Friday, July 3, 2009

A First for an American President

Obama's policy is failing in Israel. He's strengthening the resolve of the wrong part of the nation.

I can't prove this, of course, and anyway, it's far too early days. But there is mounting anecdotal evidence, and now here's an inconclusive poll, to say that Obama's decision to single out Israel for high-profile public pressure in the Mideast is achieving the opposite goal. Israel's political center is hardening its positions.
The survey by Dialog, conducted Thursday under the auspices of Prof. Camil Fuchs of Tel Aviv University, found Netanyahu's approval ratings were 18 percent higher than Tzipi Livni's - a much larger margin than when they were competing for prime minister. Asked who was better suited to be prime minister, 52 percent said Netanyahu, while only 34 said Livni.
Netanyahu's approval ratings may have jumped 5 points since the last Dialog survey, on June 15. In the most recent survey, 49 percent of the 500 respondents said they were satisfied with Netanyahu's performance. The survey results have a margin of error of 4.5 percent. Foreign Minister Avigdor Lieberman jumped 9 points since a May 14 survey, with a 40-percent satisfaction rate. Defense Minister Ehud Barak improved by only one point. Forty-six percent of respondents said Israel should continue construction in the West Bank even if this causes a confrontation with the U.S., and 44 percent said the opposite.
These are not decisive figures, but seen in historical perspective, they're rather startling. So far as I know, no Israeli prime minister, not even Ben Gurion in 1956, has ever faced down an American president with an explicit demand; because no Israeli electorate would tolerate such a thing. Moreover, the issue this time is one on which a majority of Israelis would usually agree with the American president's position anyway. There is no large political camp in Israel in favor of the settlement project anymore.

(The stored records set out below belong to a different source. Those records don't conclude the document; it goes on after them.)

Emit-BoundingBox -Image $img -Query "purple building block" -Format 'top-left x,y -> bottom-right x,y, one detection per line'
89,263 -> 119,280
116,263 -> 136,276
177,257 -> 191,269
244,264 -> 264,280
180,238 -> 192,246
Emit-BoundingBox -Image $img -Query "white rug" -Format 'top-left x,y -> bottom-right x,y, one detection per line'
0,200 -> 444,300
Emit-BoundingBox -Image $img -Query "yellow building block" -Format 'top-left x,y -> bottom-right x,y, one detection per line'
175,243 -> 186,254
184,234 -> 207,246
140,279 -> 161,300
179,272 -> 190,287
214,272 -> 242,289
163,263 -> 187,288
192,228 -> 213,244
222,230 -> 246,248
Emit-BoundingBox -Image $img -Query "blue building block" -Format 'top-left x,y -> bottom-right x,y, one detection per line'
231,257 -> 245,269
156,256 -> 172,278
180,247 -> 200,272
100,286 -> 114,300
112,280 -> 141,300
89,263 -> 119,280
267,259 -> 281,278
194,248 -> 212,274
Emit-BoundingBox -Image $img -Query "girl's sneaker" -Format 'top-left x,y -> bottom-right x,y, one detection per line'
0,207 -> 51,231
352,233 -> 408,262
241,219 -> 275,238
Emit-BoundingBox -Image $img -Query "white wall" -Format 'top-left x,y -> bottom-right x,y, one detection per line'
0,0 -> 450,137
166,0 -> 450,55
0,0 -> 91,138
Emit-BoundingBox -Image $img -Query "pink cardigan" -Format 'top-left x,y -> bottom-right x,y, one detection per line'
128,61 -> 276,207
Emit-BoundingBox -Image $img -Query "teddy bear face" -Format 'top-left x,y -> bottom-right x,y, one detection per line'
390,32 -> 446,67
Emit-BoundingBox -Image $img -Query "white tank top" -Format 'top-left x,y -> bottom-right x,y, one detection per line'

But there is a very large political camp which is exceedingly well versed in the issues including the minutiae. Non-Israelis who don't know us well cannot conceive the degree to which politics fascinate Israelis. I've never seen any Western electorate to remotely resemble us in this - probably because there's no other place where the issues are so immediately existential. Since we know the score, we can see the extent to which Obama's positions are detrimental to us. Pretending the Bush-Sharon agreements of 2004 didn't happen is dishonest but also cautionary. Insisting Upper Modiin is the same as Kiryat Arba, and perhaps also East Jerusalem, is not intelligent by any measure. Making believe pressure on Israel alone will bring peace is beyond childish.

2 comments:

zionist juice said...

like the joke about the 2 israelis who stranded on an island.
after 2 years they were found and by then had established 12 political parties and 14 newspapers.
people in europe or the US actually think that is just a joke...

Lydia McGrew said...

"Moreover, the issue this time is one on which a majority of Israelis would usually agree with the American president's position anyway. There is no large political camp in Israel in favor of the settlement project anymore."

I guess I don't quite understand this statement. My understanding is that the Obama admin. is trying to demand an end even to continued building in the blocks which, as you yourself have mentioned, have previously been agreed will be retained as Jewish-Israeli in any final-status agreement in any event. Now, I would think in that case that building in those blocs is _not_ part of the general "settlement project" and is _not_ something where the majority of Israelis would "usually agree with the American President's position." In fact, your own last couple of sentences about East Jerusalem, etc., make it clear that _you yourself_, a self-identified centrist, consider the American President's position to be extreme and do not consider that "the issue" can simply be reduced to "supporting the settlement project" but rather realize that "the issue" is Obama's insistence on taking such an extreme position as to what constitutes wrongful "settlement" building.

So it sounds to me like Obama's strategy isn't strengthening the "wrong" party in Israel but rather involves taking so extreme a position that he is coming up against the realization on the part of people like yourself, whom you would presumably regard as the "good" party and as "moderates" that America is demanding too much and is not simply opposed to those way-out, far-right "settlers" but is actually opposed even to what Israeli moderates regard as common sense.

As you say, what the Obama admin is saying is cautionary. The election of Barack Obama was not good for Israel.